The Generosity of Voids 

In construction, when working out the size of a structure, calculations are made to determine the absolute minimum amount of material necessary to support the vertical load distribution. The resulting structures are described as isostatic.

Hypostatic structures are impossible to realize, because they would collapse. Minor hyperstaticity is sometimes allowed, but total hyperstaticity calls for more materials and so incurs waste and additional costs. However, by constructing buildings that are hyperstatic to high degrees, structures become intrinsically robust allowing them to absorb hazards and so lose one, two, or even three systems and still perform their initial function.

Take a chair for example. Isostatic chairs have three legs. The legs must be carefully arranged so that a person can sit without tipping, while it would be very difficult to maintain one’s balance on a chair supported by two legs, which would make it hypostatic. A four-legged chair exhibits hyperstaticity of degree one. We can imagine making chairs with five, six, or even seven legs. The advantage of a chair with seven legs is that if one of them breaks, it still behaves like a chair, and even with two broken legs, it would continue to fulfill its function.

From this we can take that the more a structure is hyperstatic, the more it has the capacity to absorb hazards and resist incidents.
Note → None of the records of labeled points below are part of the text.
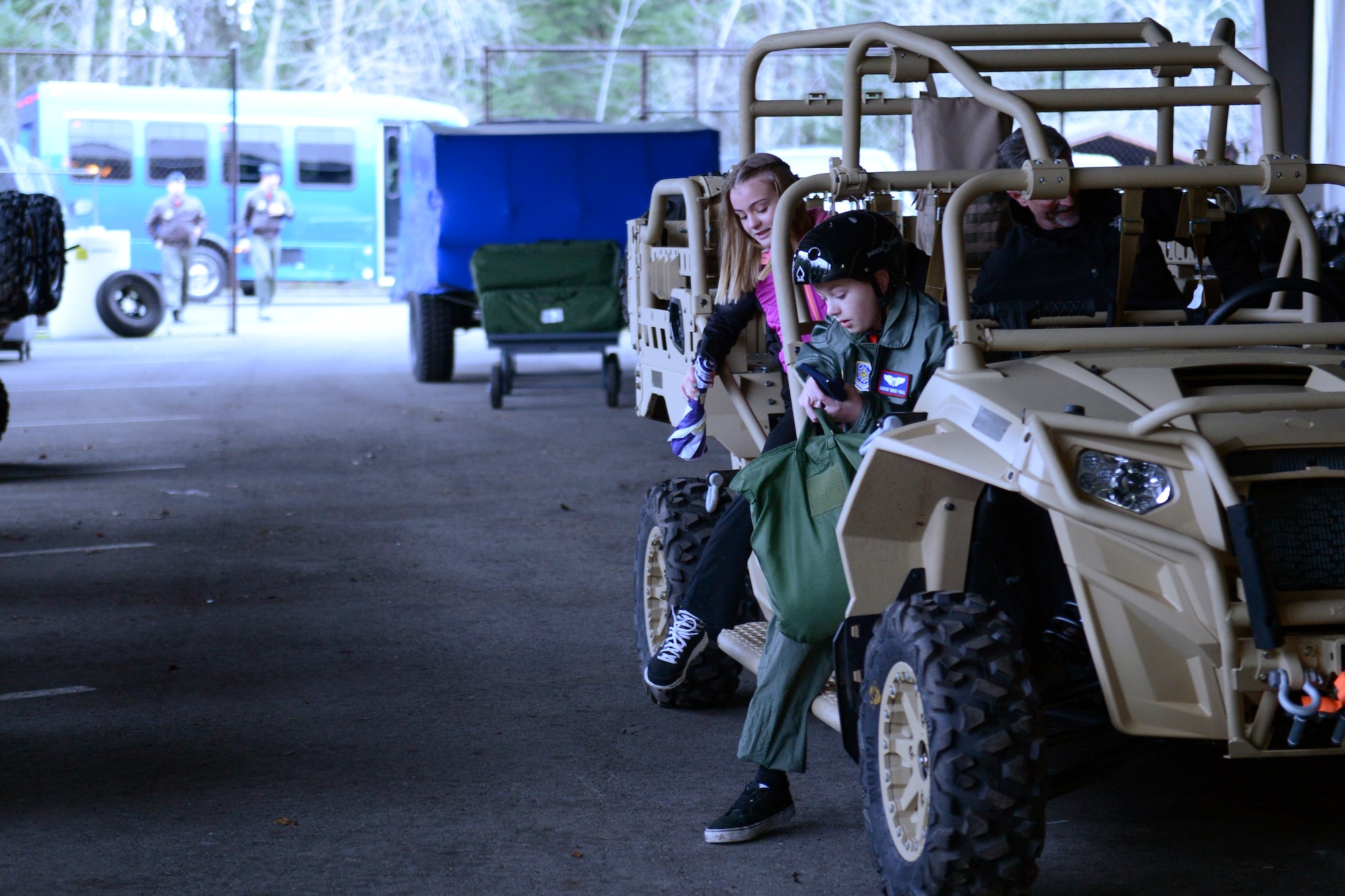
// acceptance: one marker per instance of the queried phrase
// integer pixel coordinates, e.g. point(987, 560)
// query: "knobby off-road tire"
point(5, 409)
point(50, 228)
point(675, 526)
point(952, 749)
point(432, 338)
point(18, 268)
Breaking one leg of a seven-legged chair would have no serious consequences, would not cause damage to its structure, and would not cause the user to fall.

Generous voids and generous filled spaces, which in today’s age of sobriety we would call waste, therefore fundamentally question the building of a city in terms of the capacity of an urban area to provide services today but also tomorrow, with a degree of resilience that would allow it to absorb the hazards of an uncertain future.